Des indemnités supprimées, une garantie sur l’emploi jusqu’en 2022

L’accord signé le 12 juin prévoit une baisse sensible des rémunérations, avec la suppression de la prime de travail en équipe et des indemnités de transport et de repas, d’environ 250 euros chacune, partiellement compensée par l’obtention de tickets-restaurants. En contrepartie, la direction s’engage à ne pas engager de licenciements économiques avant 2022, sous réserve du maintien des dispositifs d’activité partielle. Elle a aussi accepté d’augmenter de 1 500 à 4 000 euros la prime de mobilité incitant les salariés à rejoindre les sites de Derichebourg Aeronautics Services à Bordeaux, Marseille et Clermont-Ferrand, avec un droit de retour prioritaire sur Toulouse et la prise en charge des déménagements.

« Avec cet accord, nous avons réussi à préserver l’essentiel : le maintien de l’emploi jusqu’en 2022, pointe Jean-Marc Moreau, délégué syndical Force Ouvrière. Nous ne pouvions pas prendre le risque d’un plan social qui aurait placé les salariés dans un système économique très compliqué, où l’ensemble des prestataires sont tributaires du niveau de charge chez Airbus. » Un peu moins de 50 % des salariés de Derichebourg Aeronautics Services travaillent actuellement sur les chaînes de l’avionneur, et ce taux ne devrait pas dépasser 55 % au mois de septembre.

« Fuite des compétences »

Du côté de l’Unsa Aérien SNMSAC, l’analyse est radicalement différente. « Notre direction a surréagi aux difficultés conjoncturelles de la filière, et l’accord de performance collective entérine des pertes de revenus de 500 à 600 euros par mois pour chaque salarié, estime Philippe Faucard, délégué syndical Unsa Aérien. Le maintien du chômage partiel permettait d’attendre et d’envisager d’autres solutions, comme l’ouverture d’un plan de départs volontaires à l’automne tenant compte de l’évolution des cadences. »

Pour le représentant de l’Unsa Aérien, la cause est entendue : « Avec cet accord, on va voir des salariés quitter l’entreprise pour trouver de meilleures conditions.
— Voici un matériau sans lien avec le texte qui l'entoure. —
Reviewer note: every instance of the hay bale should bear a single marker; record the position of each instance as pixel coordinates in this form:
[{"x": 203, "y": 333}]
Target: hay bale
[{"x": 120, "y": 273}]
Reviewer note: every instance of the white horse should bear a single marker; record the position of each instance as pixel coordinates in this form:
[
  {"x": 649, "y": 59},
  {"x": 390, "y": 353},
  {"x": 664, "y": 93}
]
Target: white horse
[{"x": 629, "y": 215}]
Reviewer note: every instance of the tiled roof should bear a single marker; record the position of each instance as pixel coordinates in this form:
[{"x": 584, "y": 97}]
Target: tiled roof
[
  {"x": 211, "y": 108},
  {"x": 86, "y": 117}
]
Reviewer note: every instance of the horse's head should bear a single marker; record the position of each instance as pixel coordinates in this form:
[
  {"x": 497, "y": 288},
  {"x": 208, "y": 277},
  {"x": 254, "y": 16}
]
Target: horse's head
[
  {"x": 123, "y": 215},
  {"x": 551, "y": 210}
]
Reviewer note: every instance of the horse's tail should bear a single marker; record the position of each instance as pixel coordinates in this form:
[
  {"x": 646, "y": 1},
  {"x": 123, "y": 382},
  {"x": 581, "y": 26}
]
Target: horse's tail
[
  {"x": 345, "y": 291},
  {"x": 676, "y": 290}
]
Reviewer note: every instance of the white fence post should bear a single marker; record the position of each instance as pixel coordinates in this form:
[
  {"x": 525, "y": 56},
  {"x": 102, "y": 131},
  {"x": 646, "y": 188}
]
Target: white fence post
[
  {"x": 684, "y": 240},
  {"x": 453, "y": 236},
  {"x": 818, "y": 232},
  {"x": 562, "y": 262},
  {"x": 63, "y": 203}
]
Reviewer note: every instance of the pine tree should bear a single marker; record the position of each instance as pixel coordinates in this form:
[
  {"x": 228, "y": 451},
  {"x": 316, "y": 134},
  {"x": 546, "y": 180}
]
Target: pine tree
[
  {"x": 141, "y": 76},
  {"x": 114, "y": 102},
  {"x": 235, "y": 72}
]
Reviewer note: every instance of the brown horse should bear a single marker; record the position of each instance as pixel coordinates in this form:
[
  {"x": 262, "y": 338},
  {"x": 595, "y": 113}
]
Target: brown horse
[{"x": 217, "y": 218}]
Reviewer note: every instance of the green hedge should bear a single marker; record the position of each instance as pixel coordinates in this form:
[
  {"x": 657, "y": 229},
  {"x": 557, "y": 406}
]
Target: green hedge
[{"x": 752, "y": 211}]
Quand la reprise sera là, comment reprendre des marchés intéressants avec cette fuite des compétences ? », interroge Philippe Faucard.

Vers une multiplication des plans sociaux dans l’aéro ?

Pour Jean-Marc Moreau de Force Ouvrière, les perspectives sont moins encourageantes, du moins à court terme. « Dans les prochaines semaines, on va voir fleurir ce type de situations : des entreprises de la sous-traitance vont engager des plans sociaux ou des accords de performance collective, voire les deux en parallèle. Attendre pour négocier aurait été dangereux. »

Représentant 80 % de l’emploi direct dans l’aéronautique en Occitanie (80 000 salariés), la supply-chain est la première menacée par la casse sociale. Airbus ne devrait toutefois pas échapper à un plan d’ajustement, qui pourrait se faire sous forme d’un plan de départs volontaires centré sur son activité d’activité d’aviation commerciale (90 000 emplois dans le monde). D’après le PDG de l’avionneur, Guillaume Faury, des annonces seront faites d’ici la fin du mois de juillet.